Он произносит эти слова равнодушно, ничего не подчеркивая.
— Вена. Знаешь, это слово было для меня камертоном. Достаточно было его произнести — Вена, — и будто ударил по камертону, а потом смотришь, что в этом звуке слышит твой собеседник. Я так людей проверял. Кто не мог отозваться — не мой человек. Ведь Вена была не просто городом, но и звуком, который человек либо вечно слышит в своей душе, либо нет. Это было самое прекрасное в моей жизни.

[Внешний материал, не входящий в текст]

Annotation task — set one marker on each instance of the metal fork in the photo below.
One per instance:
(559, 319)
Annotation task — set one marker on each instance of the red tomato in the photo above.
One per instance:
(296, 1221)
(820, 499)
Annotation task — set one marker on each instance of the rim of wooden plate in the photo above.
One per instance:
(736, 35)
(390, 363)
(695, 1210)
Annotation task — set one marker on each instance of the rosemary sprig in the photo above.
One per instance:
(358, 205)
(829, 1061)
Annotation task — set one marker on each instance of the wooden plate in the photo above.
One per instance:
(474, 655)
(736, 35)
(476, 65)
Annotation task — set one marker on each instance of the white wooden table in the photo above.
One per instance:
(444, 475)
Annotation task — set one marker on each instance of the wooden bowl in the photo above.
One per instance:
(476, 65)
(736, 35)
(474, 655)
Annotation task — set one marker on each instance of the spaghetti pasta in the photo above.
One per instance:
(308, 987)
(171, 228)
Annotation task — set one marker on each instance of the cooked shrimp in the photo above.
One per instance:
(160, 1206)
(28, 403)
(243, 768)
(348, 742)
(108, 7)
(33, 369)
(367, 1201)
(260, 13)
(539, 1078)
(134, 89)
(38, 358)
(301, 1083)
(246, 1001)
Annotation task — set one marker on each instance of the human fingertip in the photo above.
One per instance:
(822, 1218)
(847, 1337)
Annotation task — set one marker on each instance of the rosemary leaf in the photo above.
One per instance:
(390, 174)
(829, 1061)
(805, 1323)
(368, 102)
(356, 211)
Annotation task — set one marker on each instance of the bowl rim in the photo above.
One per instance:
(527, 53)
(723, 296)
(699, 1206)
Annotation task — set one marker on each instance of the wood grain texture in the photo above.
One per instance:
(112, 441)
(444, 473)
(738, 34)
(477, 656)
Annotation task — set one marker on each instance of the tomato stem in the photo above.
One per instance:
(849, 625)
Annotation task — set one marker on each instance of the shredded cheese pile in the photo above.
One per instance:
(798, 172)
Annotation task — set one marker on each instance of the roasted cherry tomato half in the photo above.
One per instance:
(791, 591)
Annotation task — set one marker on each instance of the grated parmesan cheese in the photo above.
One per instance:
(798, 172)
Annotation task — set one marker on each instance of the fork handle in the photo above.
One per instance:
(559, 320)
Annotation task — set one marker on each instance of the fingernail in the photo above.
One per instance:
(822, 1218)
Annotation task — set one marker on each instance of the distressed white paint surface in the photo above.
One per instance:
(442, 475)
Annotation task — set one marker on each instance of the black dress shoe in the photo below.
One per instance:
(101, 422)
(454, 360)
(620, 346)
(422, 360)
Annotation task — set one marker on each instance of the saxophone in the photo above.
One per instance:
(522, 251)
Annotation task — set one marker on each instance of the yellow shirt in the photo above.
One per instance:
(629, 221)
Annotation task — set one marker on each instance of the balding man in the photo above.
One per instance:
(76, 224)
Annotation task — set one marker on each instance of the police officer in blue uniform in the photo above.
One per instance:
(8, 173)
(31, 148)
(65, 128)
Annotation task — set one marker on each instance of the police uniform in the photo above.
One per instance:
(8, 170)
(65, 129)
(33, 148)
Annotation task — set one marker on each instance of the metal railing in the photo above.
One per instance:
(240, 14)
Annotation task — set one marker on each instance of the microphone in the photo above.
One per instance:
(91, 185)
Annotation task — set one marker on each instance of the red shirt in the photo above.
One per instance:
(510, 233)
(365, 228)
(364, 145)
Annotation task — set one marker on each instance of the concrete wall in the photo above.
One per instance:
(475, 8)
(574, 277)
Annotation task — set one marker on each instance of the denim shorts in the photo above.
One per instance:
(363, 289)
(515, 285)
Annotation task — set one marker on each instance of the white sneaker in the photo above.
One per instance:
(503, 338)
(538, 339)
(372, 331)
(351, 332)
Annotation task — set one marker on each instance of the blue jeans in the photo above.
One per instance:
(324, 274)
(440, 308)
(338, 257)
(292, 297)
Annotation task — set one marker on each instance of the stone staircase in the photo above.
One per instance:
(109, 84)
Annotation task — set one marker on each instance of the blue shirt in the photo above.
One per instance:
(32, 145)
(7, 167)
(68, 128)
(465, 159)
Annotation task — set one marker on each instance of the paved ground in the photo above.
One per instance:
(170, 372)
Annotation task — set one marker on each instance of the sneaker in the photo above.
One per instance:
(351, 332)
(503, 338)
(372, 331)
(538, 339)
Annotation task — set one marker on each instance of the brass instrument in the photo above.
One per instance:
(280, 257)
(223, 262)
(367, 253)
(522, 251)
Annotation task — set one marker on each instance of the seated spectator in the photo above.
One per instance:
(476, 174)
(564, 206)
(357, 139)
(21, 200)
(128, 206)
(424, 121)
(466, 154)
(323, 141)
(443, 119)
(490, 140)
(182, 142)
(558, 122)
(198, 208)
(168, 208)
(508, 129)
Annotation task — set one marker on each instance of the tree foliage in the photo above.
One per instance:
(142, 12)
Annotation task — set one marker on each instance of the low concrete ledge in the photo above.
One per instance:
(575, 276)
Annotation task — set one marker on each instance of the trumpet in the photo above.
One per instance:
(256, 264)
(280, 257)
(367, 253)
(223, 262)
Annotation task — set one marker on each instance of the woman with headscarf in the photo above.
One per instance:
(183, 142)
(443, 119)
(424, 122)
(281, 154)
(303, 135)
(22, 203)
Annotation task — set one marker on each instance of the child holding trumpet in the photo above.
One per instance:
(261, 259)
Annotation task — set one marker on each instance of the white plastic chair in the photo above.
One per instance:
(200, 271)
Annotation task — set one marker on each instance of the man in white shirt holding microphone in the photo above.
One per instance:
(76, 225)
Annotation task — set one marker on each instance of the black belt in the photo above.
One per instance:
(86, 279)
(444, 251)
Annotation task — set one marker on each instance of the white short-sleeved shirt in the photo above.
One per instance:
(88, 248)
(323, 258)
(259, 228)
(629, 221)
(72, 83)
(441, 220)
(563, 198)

Я был беден, но не был одинок, ведь у меня был друг. И сама Вена была как друг. Я всегда слышал ее голос в тропиках, когда шел дождь. И в другие моменты. В тропическом лесу мне порой вспоминался сырой запах подъезда в нашем доме в Хитцинге. В Вене жила музыка и все, что я любил, в камнях, в том, как выглядели люди, как вели себя, как чистые порывы страсти в сердце человека. Знаешь, когда страсти уже не причиняют боль. Вена зимняя и весенняя. Шенбруннские аллеи. Голубоватый свет в спальне училища, большая белая лестница с барочной статуей. Утро верхом в Пратере. Белые лошади испанской школы. Все это я помню так ярко и хотел еще раз увидеть. — Конрад говорит это тихо, чуть ли не пристыженно.

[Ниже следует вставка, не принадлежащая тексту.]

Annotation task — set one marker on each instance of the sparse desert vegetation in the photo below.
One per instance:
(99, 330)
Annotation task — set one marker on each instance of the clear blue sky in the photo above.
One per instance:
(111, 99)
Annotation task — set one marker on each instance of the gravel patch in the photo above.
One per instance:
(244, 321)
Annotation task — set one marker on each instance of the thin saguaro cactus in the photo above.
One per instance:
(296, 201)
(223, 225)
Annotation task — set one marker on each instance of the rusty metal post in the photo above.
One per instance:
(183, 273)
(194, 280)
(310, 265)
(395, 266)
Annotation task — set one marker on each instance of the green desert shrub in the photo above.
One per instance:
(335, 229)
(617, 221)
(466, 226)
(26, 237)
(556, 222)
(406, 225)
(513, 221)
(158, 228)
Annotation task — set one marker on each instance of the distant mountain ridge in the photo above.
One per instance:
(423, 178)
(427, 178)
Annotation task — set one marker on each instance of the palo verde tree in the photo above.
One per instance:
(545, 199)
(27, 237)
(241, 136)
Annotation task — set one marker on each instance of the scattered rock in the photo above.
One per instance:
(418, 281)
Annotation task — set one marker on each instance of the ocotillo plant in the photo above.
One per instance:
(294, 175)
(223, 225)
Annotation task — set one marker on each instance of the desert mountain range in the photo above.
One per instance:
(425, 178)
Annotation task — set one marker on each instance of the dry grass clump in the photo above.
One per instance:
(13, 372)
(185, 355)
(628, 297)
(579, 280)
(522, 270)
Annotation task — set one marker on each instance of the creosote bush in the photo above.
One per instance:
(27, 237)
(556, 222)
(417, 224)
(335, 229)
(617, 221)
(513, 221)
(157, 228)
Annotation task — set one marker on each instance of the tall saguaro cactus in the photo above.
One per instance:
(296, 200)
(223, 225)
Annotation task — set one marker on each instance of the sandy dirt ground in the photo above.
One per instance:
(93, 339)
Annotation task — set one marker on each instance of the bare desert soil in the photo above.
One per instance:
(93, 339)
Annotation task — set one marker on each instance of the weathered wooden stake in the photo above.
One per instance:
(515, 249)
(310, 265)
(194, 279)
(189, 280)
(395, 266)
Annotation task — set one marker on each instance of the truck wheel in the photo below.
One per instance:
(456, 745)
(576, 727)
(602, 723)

— И что ты обнаружил сорок один год спустя? — повторяет свой вопрос генерал.
— Город, — Конрад пожимает плечами. — И перемены.

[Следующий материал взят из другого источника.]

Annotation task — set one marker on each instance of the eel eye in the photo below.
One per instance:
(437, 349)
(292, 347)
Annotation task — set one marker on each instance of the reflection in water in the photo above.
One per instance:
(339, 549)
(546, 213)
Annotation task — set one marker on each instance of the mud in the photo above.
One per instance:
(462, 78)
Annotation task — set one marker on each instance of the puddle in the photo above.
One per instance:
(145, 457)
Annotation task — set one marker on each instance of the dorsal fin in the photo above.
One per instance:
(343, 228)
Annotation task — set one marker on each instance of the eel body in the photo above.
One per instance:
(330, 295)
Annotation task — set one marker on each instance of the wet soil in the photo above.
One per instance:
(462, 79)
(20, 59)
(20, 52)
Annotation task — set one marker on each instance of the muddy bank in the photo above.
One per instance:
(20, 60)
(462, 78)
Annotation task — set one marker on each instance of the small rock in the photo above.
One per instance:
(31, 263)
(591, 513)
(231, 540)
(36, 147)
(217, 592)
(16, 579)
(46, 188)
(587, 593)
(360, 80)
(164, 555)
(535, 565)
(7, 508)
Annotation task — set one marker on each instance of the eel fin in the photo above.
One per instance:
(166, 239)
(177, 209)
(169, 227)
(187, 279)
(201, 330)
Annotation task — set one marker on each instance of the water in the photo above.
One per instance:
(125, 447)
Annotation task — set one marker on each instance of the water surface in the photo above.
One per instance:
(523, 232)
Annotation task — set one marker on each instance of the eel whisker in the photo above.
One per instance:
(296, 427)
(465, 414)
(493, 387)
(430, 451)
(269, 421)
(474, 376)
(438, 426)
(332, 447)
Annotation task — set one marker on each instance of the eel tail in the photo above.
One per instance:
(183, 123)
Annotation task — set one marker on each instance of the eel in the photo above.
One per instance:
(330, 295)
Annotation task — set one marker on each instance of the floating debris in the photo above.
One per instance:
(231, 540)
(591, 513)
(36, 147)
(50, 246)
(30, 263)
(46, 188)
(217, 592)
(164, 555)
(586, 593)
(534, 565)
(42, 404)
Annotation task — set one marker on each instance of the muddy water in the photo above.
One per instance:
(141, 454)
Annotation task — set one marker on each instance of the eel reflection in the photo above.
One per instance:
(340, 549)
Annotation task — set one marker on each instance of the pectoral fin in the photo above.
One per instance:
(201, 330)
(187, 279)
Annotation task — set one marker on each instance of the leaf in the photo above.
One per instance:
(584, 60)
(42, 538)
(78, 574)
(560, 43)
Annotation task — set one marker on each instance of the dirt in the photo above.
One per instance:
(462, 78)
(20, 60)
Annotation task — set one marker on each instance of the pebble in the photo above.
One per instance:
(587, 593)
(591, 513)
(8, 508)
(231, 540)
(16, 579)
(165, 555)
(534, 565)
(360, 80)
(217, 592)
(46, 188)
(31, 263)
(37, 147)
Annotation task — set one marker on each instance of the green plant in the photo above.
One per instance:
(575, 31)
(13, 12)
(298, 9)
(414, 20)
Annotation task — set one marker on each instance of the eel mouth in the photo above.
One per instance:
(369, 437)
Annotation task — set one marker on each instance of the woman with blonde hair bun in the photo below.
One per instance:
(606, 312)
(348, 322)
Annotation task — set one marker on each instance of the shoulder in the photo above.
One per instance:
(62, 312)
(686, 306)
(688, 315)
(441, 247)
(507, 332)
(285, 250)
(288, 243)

— Здесь, у нас, — заверяет его генерал, — ты хотя бы не разочаруешься. У нас мало что изменилось.
— Ты в последние годы не путешествовал?
— Совсем немного. — Генерал смотрит на пламя свечей. — Насколько требовала служба. Какое-то время думал оставить службу, как это сделал ты. Была такая минута. Думал, отправлюсь-ка и я — посмотреть мир, поискать, найти что-то или кого-то. — Старики не смотрят друг на друга: гость разглядывает хрустальный бокал, наполненный желтым напитком, генерал смотрит на колеблющийся свет свечей. — Но потом все же остался. Сам знаешь, служба. Человек становится черствым, упрямым. Я обещал отцу, что отслужу свой срок до конца. Потому и остался. В отставку я вышел рано, это правда. В пятьдесят мне доверили командование корпусом. Мне показалось, я для этого слишком молод. Тогда и подал в отставку. Меня поняли и отставку приняли.
— Дай вообще, — продолжает он, делая знак лакею, чтобы тот налил красного, — настало время, когда служба уже перестала быть мне в радость. Революция. Время перемен.
— Да, — откликается гость. — Об этом я слышал.
— Только слышал? А мы это пережили, — строго добавляет генерал.
— Наверное, не просто слышал, — поправляет себя его собеседник. — Семнадцатый, да. Тогда я во второй раз отправился в тропики. Работал в болоте с китайскими и малайскими кули. Китайцы — лучшие работники. Все проиграют в карты, но лучше их никого нет. Мы жили на болоте в самой чаще. Телефона не было. Радио тоже. В мире шла война.
Я тогда уже был гражданином Англии, но всем было понятно, что против собственной родины я сражаться не могу. Такие вещи они понимают. Поэтому я смог вернуться в тропики. Мы там не знали ничего, меньше всего могли знать кули. Но однажды в болоте, без газет и радио, там, где до всего добираться не одну неделю, мы вдруг перестали работать. В двенадцать часов дня. Безо всякой причины. Вокруг нас ничего не изменилось: условия работы, дисциплина — все было по-старому, даже питание. Ни плохое, ни хорошее. Какое возможно. Каким оно там должно быть. И вот в один прекрасный день в семнадцатом году в двенадцать часов дня все кули говорят, что больше работать не будут. Вышли из чащи — четыре тысячи кули, по пояс в грязи, торс голый, сложили на землю орудия труда: топоры, лопаты, — и сказали: «Хватит». Начали требования выдвигать. Чтобы у владельцев земли отобрали право дисциплинарного суда. Хотели, чтобы им повысили плату. Увеличили обеденный перерыв. Непонятно было, что в них перемкнуло.